Intended to reach those within communities who may be in dire need of counselling or guidance to deal with some of life’s circumstances, the Caribbean Voice, a non-governmental organisation [NGO], is set to introduce its Gatekeepers’ programme.
Among those that are being particularly eyed for this programme are communities that are home to sugar estates. This move is strategic since, according to Coordinator of the Caribbean Voice Guyana Chapter, Mr. Nazim Hussain, this need has arisen in light of the recent move by government to make redundant thousands of sugar workers.
According to Hussain, the Gatekeepers’ Programme is one much like the first responders programmes which targets the vulnerable in communities.
Initiating the gatekeepers’ programme, Hussain explained, entails training individuals within a community to be able to use their vantage positions to detect and help address, as far as possible, those faced with challenges.
Among those who are slated to be identified to aid the Gatekeepers’ movement, Hussain said, are estate workers, teachers, policemen, business persons and even taxi drivers.
But choosing the most suitable candidates will not be a haphazard process since, according to Hussain, an imperative approach is to reach out to Human Resource managers, representatives of other NGOs within the estate communities, religious organisations, among other leaders, to help identify those best suited for the programme.
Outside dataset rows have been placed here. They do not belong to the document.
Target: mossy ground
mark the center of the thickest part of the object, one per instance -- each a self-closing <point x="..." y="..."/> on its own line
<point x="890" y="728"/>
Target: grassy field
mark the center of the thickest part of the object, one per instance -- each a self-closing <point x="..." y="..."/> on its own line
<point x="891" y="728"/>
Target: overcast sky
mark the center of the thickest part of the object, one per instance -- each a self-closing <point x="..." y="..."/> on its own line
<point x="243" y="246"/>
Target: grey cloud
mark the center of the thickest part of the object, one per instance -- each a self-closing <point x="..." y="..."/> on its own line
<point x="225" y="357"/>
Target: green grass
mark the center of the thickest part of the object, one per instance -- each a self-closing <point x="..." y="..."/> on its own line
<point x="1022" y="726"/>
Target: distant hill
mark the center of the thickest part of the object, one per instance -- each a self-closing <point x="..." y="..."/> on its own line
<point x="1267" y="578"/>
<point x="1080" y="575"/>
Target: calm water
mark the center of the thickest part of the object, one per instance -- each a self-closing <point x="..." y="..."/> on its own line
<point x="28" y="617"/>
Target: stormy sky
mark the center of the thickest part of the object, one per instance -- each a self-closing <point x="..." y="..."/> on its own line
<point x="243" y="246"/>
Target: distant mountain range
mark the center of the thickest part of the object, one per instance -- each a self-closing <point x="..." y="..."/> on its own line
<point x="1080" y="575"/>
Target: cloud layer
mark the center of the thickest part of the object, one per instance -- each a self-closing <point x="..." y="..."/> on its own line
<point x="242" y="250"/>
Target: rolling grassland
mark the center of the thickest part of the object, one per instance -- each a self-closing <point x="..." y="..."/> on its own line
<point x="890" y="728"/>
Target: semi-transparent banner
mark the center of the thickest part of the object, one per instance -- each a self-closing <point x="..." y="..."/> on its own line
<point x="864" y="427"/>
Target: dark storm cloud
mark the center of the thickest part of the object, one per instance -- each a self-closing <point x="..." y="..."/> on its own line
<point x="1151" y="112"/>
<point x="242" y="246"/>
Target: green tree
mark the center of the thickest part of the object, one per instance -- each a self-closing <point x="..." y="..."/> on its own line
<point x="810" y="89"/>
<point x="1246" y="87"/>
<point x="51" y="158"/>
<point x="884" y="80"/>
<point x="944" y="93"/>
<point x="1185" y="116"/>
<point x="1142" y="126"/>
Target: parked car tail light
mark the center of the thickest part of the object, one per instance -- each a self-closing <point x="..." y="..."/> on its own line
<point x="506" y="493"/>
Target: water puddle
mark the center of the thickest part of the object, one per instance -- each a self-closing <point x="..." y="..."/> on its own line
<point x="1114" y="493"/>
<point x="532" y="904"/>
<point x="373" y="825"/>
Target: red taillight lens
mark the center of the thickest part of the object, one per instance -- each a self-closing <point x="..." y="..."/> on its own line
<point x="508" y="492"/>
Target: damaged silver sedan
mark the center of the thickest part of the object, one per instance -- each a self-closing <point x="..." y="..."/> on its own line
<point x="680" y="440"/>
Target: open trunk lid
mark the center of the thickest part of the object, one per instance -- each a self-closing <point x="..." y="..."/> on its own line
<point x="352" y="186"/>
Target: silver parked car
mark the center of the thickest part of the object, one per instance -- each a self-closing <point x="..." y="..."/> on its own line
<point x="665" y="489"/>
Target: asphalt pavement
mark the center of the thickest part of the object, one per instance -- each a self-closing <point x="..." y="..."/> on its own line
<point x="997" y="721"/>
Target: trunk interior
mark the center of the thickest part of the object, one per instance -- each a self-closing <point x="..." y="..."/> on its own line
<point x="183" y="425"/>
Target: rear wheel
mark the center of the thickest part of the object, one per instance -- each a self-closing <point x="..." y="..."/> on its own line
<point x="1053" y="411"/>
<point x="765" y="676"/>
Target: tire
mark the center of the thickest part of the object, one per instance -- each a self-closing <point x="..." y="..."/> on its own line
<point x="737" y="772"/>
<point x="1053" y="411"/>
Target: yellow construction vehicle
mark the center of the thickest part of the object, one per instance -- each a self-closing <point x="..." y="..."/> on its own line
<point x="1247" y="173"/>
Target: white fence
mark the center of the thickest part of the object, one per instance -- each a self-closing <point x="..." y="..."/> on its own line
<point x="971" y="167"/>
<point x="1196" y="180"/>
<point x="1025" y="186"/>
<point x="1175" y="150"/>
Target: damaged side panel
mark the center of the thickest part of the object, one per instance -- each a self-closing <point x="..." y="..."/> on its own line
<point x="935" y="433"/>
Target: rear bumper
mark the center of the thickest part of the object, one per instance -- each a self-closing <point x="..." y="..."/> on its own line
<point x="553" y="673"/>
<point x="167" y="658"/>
“We are looking to have persons with the capacity to reach others…those who are deemed ‘people persons’ and are able to help them get the support they need,” said Hussain.
Preparing the selected individuals for the task will be done at planned training sessions.
One such training session, Hussain said, is slated for Saturday [February 3] in Rose Hall, Berbice.
This session, he informed, will be done in collaboration with the Guyana Sugar Corporation, which will provide the training facilities.
Through its ongoing efforts to reach persons, Hussain said that the Caribbean Voice has been able to reach and counsel in excess of 300 people. And according to him, in addition to reaching some individuals in person, others are reached by means of telephone and even Facebook. Detecting those who may be in need of counselling, Hussain said, could be as simple as recognising a change in behaviour.
Just recently the Caribbean Voice was able to reach out to more than 100 teachers from schools across Canje, Berbice. According to Hussain, reaching out to the teachers was a deliberate tactic. He revealed that because of what is occurring in the sugar industry, there have been signs of schoolchildren being affected by the spin-off effects of some workers being severed from sugar estates.
Hussain said that while the Caribbean Voice was initially aiming to train students how to cope, it was General Secretary of the Guyana Teachers’ Union [GTU], Coretta McDonald, who decided that a more strategic approach would be to reach to teachers instead, so that they can be the first responders. It is anticipated that this move will not only reach the students and pupils, but their parents as well.
According to Hussain, the efforts engaged by Caribbean Voice do not have a racial or political agenda.
“We are not going into the estates to tell people about what whoever did, and who got them severed. We are going into the sugar estates and these areas to do what is called trainer of trainers,” he asserted.